Officials must develop a “financially constrained” plan by August 2015, meaning projected expenses must meet projected revenues.
And Hall County has a list of road improvement projects without complete funding in hand, including Spout Springs Road in South Hall and U.S. 129/Cleveland Highway in North Hall.
Richard Fangmann, Pond’s director of transportation planning, has said long-term federal funding “uncertainty ... is a challenge in determining the amount of funding likely to be available.”
The firm is talking with the Georgia Department of Transportation and the MPO “to determine appropriate assumptions regarding anticipated growth or reduction in funding levels ... in the plan,” he said.
Sam I. Baker, the MPO’s senior transportation planner, said Monday that officials “have made some assumptions about future revenue and project costs and are presently seeking state and federal feedback.”
Much of the issue centers around the federal transportation spending law, the Moving Ahead for Progress in the 21st Century Act, which was approved in 2012 for a period ending Tuesday.
Congress passed a bill that allocated $10.8 billion to keep highway and transit programs going through May 31.
The U.S. government pays its share toward projects from the Federal Highway Trust Fund, which is supported by the 18.4-cent-per-gallon gas tax. The fund reached critically low levels over the summer.
One suggestion floated in Congress to boost the fund was to increase the gas tax, which U.S. Rep. Doug Collins, R-Gainesville, said he opposes.
Otherwise, “temporary solutions are the unfortunate result of very complex problems,” he said. “There’s not a clear-cut way forward at the moment.”
Waller said that even though the MAP-21 extension allows states to go forward on contracts, states won’t get reimbursed until appropriation bills are passed.
“You always have to be mindful ... because it may take a while for you to get reimbursed,” he said.
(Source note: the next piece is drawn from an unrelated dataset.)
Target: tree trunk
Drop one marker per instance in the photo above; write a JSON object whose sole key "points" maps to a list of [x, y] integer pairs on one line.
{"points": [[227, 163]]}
The long-term problem is that transportation expenses are far outpacing revenues, DOT Deputy Commissioner Todd Long said.
“Ultimately, Congress has to bring the expenditures in line with the revenue,” he said. “Every time they extend the (spending) bill, they’re borrowing more money from the general fund to make that happen.
“In any household, if you continue to borrow and spend more than you make, you’re going to be in trouble in the long term.”
And trying to figure out needed roadwork in the future “is almost impossible if you don’t have a stable revenue source,” Long said.